通过查看近三个月的监控,他发现迦斯每隔四五天就会进这间屋子瞧瞧,而他翻遍所有的监控都没有其中的内部情况,这就证明这间屋子里藏了什么了不得的东西。
顺便一提,这座城堡里只有两间屋子没有监控,一个是顶楼的这间,另一个,便是他谢无温的房间。
他不抱希望地用维普的通行证刷了一下,“滴”地一声响起,屏幕上亮起一行鲜红大字——
“权限受限!”
与此同时一股强电流袭来,如果不是谢无温带着绝缘手套就直接被电晕过去了。
看来进入这扇门的权限需要更高级别,而就在此时忽然有脚步声传来,耳麦里传来监控员绝望的声音,“夫人,第一巡逻队向您这边过来了,预计十秒钟后就会发现您!”
整齐厚重的脚步声越来越近,几乎像是贴着人的头皮响起。
谢无温最快速度在系统里高价兑换了一个万能门卡,贴在门锁上。
“正在识别——”
“正在破解——”
飞速的进度条与近在耳边的脚步声一同逼近,几乎是卡在了最后一秒钟,“咔哒”一声轻响,门开了!
谢无温闪身进去,也几乎是在同时,护卫队也在转角处走了过来。
“呼,赶上了。
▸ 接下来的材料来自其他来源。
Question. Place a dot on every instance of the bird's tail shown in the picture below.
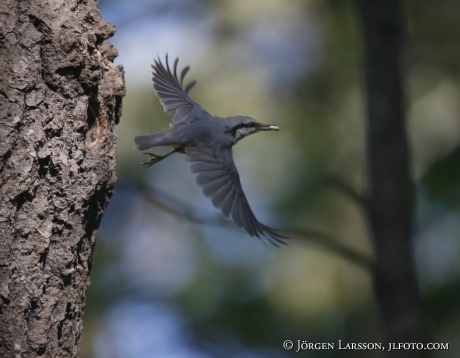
(155, 140)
”谢无温弹了一弹价值十万积分的万通卡,忍不住又骂了一句,“奸商。”
他做完一个世界的任务才能挣十万积分,现在就买了这么一张小卡就把十分之一的心血搭进去了。
来不及心疼自己的积分,谢无温环顾四周,发现这里确实是间庞大的收藏室。
也或者说,一间生物实验室。
这里很安静,只有仪器运行时轻微的颤声,空气中弥漫着福尔马林的气味,谢无温一个个参观过来,甚至在其中发现了泡在碧绿液体中的异形婴儿,还有几具尸体,奇怪的是后颈处都有一个大洞,像是被硬生生挖走了腺体。
刹那间,他忽然想起来了几个月前来自前线的消息——
帝国边境出现大量alpha尸体,皆被挖去了腺体。
谢无温曾看过相关资料,照片上的尸体和眼前的尸体虽然都丢失了腺体,但看手法明显不是同一个人。
而就在这个时候,角落里某处忽然传来“咚”地一声闷响。
这在静谧的实验室里格外突兀,谢无温循声看过去,赫然发现了一个熟悉的身影——
这人被装在巨大培养容器中,脑袋上被插满了各色管子,他的四肢似乎都被砍断了,只剩一个千疮百孔的上半身被封在罐子里。
“首相?”谢无温诧异开口。
竟是前任首相,赫曼·布鲁诺。
他此刻似乎承受着巨大的痛苦,正用头一下又一下撞着罐子,额上撞出的血水流下来,水面都变成了淡粉色。